Perspective: A clinical testing laboratory has a preliminary, final or amended test result to deliver.

Context: The laboratory has made the determination that it is clinically and legally appropriate to send the result to the ordering (or cc) provider.

Story: The Laboratory Information System (LIS), at defined workflow points, creates preliminary, final and amended laboratory test results relating to a specific clinical test order. Based on test result delivery instructions from the ordering provider, or from the purchaser of the test, the LIS sends each incremental laboratory test result to the recipient (or recipients) identified in the test order instructions. The LIS needs to confirm receipt of the result delivery to the Destination to conform with laboratory regulatory requirements.

With or without contingent intervening steps, ultimately the destination EHR receives the message and incorporates the lab result into the EHR.

Details


Actors


Actor
Details
Addressee
The LIS and the Destination EHR
Source
The LIS
Destination
The Destination EHR


  1. There may be multiple messages tied to the same clinical order, based on the potential for various testing result statuses.
  2. Some tests contain additional "copy to" (cc) destinations (e.g., a specialist orders a test and requests that the referring provider be copied on the test results).
  3. Definitive confirmation of delivery is important to the LIS; in some cases confirmation of delivery (sometimes called a "report of record") may be originated by an intervening HISP prior to presentation of the test result to the destination EHR.
  4. This story is limited to the return trip from the laboratory with the test results, and may need to be matched up with an original outbound test order from the EHR or HISP
  5. There are potential hidden actors, such as HISPs for the Source and Destination.

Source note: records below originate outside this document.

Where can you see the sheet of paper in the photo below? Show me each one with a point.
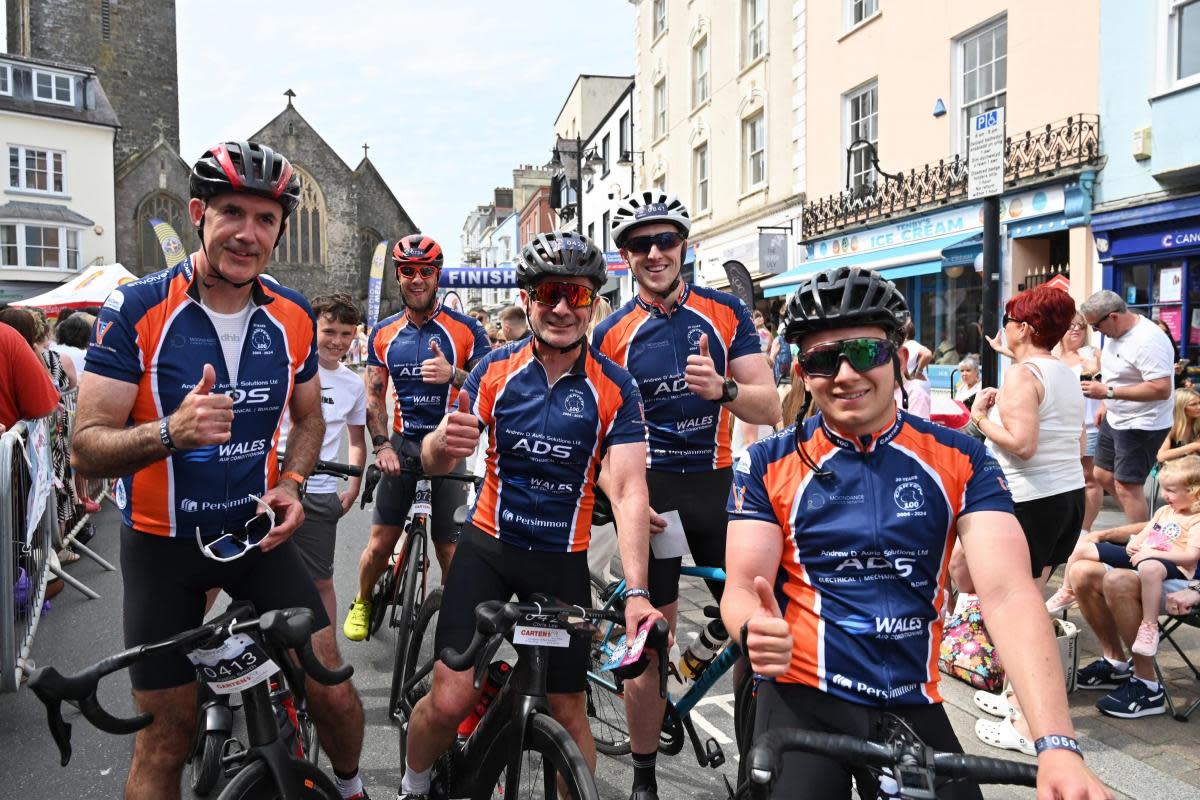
(671, 542)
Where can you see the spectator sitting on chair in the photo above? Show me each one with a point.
(1116, 602)
(1138, 367)
(514, 325)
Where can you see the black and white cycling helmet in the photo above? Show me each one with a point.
(845, 298)
(561, 254)
(643, 208)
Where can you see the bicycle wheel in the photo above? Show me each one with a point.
(420, 654)
(256, 783)
(412, 594)
(606, 707)
(549, 755)
(204, 768)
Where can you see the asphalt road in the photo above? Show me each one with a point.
(78, 631)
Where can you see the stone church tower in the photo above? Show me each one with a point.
(132, 44)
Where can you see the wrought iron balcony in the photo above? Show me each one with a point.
(1067, 144)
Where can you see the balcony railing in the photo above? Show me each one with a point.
(1063, 145)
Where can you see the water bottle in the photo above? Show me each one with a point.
(702, 650)
(496, 677)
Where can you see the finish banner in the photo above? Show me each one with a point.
(375, 284)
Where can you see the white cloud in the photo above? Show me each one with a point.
(451, 95)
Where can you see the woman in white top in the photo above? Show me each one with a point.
(1033, 426)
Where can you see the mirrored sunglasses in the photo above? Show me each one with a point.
(549, 293)
(642, 245)
(232, 546)
(863, 354)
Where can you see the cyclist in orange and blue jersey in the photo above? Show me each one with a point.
(696, 359)
(426, 352)
(553, 410)
(189, 373)
(840, 536)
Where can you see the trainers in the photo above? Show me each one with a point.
(1146, 644)
(1061, 601)
(1133, 699)
(1102, 674)
(358, 620)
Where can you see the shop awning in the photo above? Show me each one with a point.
(905, 260)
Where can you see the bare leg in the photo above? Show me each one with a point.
(161, 749)
(336, 710)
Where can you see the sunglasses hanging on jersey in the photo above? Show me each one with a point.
(549, 293)
(863, 354)
(642, 245)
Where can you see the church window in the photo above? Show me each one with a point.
(165, 208)
(305, 239)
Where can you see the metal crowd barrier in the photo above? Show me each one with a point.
(24, 557)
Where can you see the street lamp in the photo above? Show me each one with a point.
(586, 164)
(627, 160)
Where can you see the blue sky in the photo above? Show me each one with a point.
(450, 94)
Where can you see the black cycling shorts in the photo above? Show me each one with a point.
(166, 579)
(394, 495)
(803, 775)
(486, 569)
(701, 499)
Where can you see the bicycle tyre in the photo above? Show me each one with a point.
(204, 768)
(423, 635)
(256, 783)
(605, 708)
(405, 615)
(550, 741)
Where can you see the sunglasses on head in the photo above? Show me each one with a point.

Data Exchanged (This section is non-normative)

The transmitted data in this case can vary widely; some example cases are provided below:
  1. The typical case will involve a structured lab document or message (e.g., HL7 2.x ORU message). An IFR-compliant message will be HL7 v2.5.1, with LOINC and SNOMED-CT codes (Problem -- most hospital labs lack LOINC and SNOMED-CT values to prepare a fully compliant HL7 v2.5.1 message)
  2. PDF messages are sometimes attached (e.g., to provide the canonical report representation), either binary encoded in the ORU message, or attached as a BLOB


User Acceptance Tests

Run 1,000 lab result messages in parallel as hardcopy printouts from both the LIS and from the Destination EHR.